Training at home can be a good solution for those who are interested. The effectiveness of this type of study can be compared to one of the workers at the gym, while some factors.
Firstly, and at the same time, the most important of them, keeping the necessary equipment. If, in addition, you have a partner who trains with you, exercise can be as effective as those done in the gym. Of course, we are talking about an ideal position to provide a gym in your own home.
Even in these conditions are fulfilled, some practitioners, particularly the more extroverted, some may not stimulating atmosphere, experience sharing, communication, they can find in the gym.

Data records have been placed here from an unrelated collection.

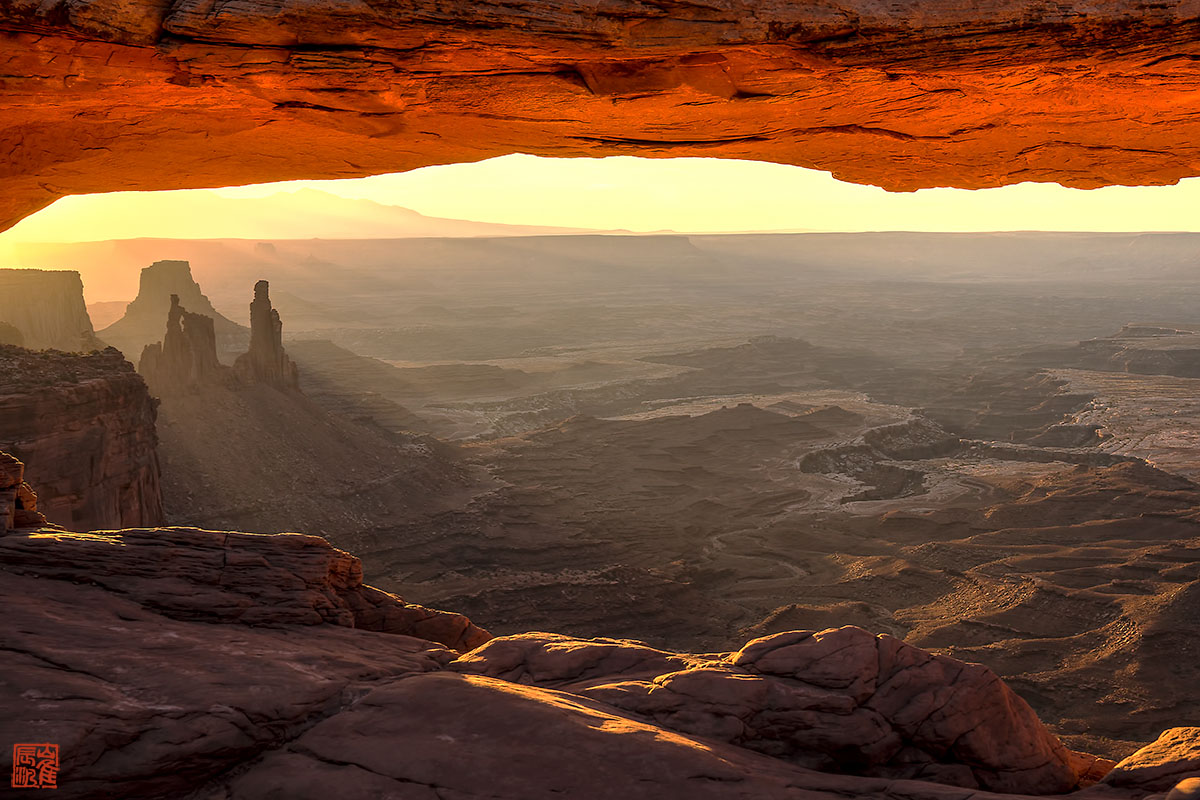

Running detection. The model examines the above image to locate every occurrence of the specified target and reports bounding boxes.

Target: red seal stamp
[12,744,59,789]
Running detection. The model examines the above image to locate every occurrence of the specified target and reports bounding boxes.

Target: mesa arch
[0,0,1200,229]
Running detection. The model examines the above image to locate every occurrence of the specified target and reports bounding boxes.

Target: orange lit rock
[450,626,1091,794]
[0,0,1200,227]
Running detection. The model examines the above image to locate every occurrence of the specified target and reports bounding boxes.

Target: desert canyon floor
[7,234,1200,800]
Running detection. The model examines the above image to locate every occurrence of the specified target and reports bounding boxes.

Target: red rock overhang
[0,0,1200,229]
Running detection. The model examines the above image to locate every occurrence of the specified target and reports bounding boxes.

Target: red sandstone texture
[0,528,1200,800]
[0,0,1200,228]
[0,345,163,530]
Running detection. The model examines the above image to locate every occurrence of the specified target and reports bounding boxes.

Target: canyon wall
[0,0,1200,231]
[0,347,163,530]
[0,270,102,353]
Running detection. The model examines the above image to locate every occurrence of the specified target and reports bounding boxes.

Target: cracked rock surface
[0,0,1200,229]
[0,528,1195,800]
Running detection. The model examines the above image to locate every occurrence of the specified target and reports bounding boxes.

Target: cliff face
[0,270,102,353]
[0,0,1200,230]
[0,347,163,530]
[101,260,246,361]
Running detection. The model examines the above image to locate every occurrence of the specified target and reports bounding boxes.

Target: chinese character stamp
[12,744,59,789]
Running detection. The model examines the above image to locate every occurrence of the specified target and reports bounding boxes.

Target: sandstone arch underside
[0,0,1200,229]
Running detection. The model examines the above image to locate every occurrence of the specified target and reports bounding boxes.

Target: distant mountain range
[197,188,614,240]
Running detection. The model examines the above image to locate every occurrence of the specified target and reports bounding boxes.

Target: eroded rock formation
[451,627,1080,794]
[0,270,103,353]
[7,528,1195,800]
[0,452,46,535]
[0,0,1200,227]
[233,281,300,391]
[0,347,163,530]
[101,260,246,361]
[138,294,229,397]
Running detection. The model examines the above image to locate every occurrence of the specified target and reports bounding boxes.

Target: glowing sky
[0,155,1200,249]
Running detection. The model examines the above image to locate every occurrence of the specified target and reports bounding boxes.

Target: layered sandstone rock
[0,528,491,650]
[101,260,247,361]
[138,294,230,397]
[233,281,300,391]
[0,528,1161,800]
[0,452,46,535]
[451,627,1080,794]
[1104,728,1200,800]
[0,0,1200,231]
[0,347,162,530]
[0,270,103,353]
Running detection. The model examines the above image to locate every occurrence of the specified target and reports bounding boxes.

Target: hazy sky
[0,155,1200,245]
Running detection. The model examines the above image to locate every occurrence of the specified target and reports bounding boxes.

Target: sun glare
[0,155,1200,247]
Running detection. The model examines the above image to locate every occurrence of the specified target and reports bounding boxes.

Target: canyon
[7,0,1200,786]
[0,270,100,353]
[0,345,163,530]
[7,235,1200,800]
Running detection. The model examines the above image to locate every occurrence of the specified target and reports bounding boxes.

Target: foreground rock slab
[451,627,1080,794]
[0,528,1190,800]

In most cases, what you can do at home to improvise a room or just a corner for fitness. In addition, in most cases, you should train. As this is the most frequent case, we have to deal with them now. In all cases, it is desirable to have constant training at home, and not to interrupt him a lot because the gym is too busy, too far, too expensive, etc.
Minimum equipment necessary for training at home includes: adjustable bench, a set of two dumbbells, weight, barbells, dumbbells, and set the bar for pull-ups. This equipment will perform both basic exercises (squats, bench press, pull-ups, sit-ups, etc.) and a variety of exercises to avoid routine.

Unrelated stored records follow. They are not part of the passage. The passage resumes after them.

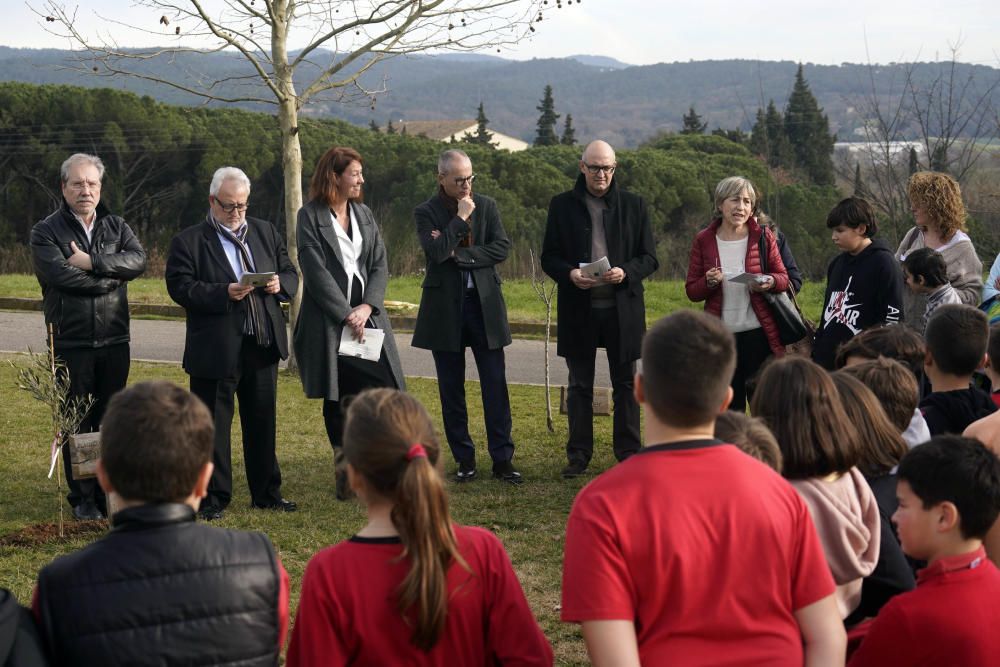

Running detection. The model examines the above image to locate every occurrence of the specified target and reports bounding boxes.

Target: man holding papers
[166,167,298,520]
[541,140,659,478]
[413,150,522,484]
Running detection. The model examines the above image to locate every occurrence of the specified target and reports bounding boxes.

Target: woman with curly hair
[896,171,983,330]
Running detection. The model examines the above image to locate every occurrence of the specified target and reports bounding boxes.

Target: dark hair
[835,324,926,378]
[898,435,1000,540]
[903,248,948,287]
[826,197,878,238]
[833,371,913,477]
[750,356,861,479]
[309,146,365,206]
[715,410,781,474]
[642,310,736,428]
[837,357,920,433]
[344,388,469,651]
[101,380,214,503]
[924,303,990,375]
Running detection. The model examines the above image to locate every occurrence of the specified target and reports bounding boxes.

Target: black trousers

The main disadvantage of not having a partner to train with is reflected in the amount of charge in certain exercises that can not reach its maximum. There are many exercises that can be downloaded as a risk, even if there is no partner to help you (pull-ups, dips, dumbbell shoulder presses, dogs, dumbbell curls, etc.).

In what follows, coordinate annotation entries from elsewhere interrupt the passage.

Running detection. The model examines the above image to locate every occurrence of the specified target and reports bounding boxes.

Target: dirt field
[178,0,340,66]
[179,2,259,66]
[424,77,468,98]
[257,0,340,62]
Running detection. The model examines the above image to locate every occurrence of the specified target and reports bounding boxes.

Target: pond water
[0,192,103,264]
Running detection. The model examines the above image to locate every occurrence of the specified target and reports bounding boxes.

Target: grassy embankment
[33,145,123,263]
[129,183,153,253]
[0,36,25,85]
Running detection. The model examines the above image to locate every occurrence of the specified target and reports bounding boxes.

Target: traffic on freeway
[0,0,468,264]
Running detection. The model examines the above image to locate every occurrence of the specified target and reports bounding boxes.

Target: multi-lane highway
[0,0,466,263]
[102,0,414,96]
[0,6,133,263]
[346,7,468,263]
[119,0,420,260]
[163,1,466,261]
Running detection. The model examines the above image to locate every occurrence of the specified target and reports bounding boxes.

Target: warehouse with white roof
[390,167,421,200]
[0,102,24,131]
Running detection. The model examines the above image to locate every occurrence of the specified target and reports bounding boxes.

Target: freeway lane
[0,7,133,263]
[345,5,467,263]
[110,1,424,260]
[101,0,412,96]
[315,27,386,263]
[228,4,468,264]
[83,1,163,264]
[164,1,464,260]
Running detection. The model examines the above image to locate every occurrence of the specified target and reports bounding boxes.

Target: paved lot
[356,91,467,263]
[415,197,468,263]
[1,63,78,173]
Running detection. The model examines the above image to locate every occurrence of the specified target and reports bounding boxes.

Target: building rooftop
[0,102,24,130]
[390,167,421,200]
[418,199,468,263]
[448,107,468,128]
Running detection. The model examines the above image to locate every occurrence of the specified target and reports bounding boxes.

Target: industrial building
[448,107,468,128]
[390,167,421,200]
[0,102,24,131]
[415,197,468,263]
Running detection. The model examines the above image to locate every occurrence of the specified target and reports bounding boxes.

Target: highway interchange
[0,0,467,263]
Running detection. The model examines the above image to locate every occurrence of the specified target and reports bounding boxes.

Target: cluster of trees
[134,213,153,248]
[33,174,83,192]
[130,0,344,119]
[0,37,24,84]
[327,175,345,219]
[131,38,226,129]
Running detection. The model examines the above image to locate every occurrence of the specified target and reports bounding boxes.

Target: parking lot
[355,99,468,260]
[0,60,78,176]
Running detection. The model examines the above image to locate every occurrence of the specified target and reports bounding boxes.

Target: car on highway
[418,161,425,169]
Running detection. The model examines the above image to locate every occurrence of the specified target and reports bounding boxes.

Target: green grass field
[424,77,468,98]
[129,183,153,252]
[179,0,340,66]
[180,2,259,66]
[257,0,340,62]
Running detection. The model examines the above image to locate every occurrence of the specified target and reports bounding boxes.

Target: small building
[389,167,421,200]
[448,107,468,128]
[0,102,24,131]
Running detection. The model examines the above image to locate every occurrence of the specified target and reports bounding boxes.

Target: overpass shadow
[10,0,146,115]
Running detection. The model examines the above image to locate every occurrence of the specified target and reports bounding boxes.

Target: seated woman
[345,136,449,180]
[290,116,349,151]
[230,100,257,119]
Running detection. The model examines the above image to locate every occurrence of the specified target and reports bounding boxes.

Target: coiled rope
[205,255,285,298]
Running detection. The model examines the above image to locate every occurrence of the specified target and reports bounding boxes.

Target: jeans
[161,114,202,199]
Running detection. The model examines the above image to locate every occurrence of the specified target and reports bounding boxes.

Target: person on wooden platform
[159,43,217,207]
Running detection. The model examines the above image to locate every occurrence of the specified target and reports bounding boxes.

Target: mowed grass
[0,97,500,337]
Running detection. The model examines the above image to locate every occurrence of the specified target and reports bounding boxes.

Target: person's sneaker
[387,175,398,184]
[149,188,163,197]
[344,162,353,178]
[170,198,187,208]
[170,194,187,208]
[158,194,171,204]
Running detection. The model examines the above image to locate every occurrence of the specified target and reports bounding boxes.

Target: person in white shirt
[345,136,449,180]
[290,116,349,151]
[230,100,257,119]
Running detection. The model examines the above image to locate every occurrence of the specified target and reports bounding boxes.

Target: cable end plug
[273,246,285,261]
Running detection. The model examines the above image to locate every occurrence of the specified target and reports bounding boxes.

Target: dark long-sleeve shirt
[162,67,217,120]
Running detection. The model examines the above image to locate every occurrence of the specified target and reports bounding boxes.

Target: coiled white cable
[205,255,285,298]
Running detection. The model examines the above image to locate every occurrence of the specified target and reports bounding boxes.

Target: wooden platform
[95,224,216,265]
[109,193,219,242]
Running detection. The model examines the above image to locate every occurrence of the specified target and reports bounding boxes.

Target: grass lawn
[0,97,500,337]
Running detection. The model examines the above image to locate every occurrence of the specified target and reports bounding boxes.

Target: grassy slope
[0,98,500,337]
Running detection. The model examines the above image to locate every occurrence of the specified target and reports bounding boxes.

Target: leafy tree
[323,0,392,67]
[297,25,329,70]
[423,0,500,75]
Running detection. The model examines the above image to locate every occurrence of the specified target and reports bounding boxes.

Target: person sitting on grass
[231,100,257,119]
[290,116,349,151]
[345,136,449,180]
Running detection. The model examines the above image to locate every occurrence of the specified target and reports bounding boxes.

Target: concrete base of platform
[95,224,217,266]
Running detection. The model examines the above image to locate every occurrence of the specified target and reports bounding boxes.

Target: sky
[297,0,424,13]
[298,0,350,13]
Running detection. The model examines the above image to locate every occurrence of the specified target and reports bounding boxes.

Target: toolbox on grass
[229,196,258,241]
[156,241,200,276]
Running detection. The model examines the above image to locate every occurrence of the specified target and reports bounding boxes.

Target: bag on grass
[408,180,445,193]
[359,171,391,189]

The advantage that comes from training at home is that you can choose the training time without restriction. In addition, the speed of implementation can be significantly increased if the practitioner chooses to execute supersets, three sets or giant sets. You can also save time because you will not be distracted by a conversation, until the machine is available, if necessary, change the weight of each individual series of exercises, etc.
In the extreme case, when you can not afford the equipment mattresses, chairs, towels, we can focus on exercises using body weight (push-ups, reverse push-ups between chairs push-ups, sit-ups, sit-ups, crunches, hyperextension, lunges, plyometrics, plunks, etc.).
All exercises are related to body weight are considered very demanding, because they mobilize more stabilizing muscles that ensure coordination and balance. Bodyweight exercises are often introduced to the program in the gym because of their proven effectiveness. They are also used to train and test people in the special forces, because it requires a lot of effort and discipline in their training.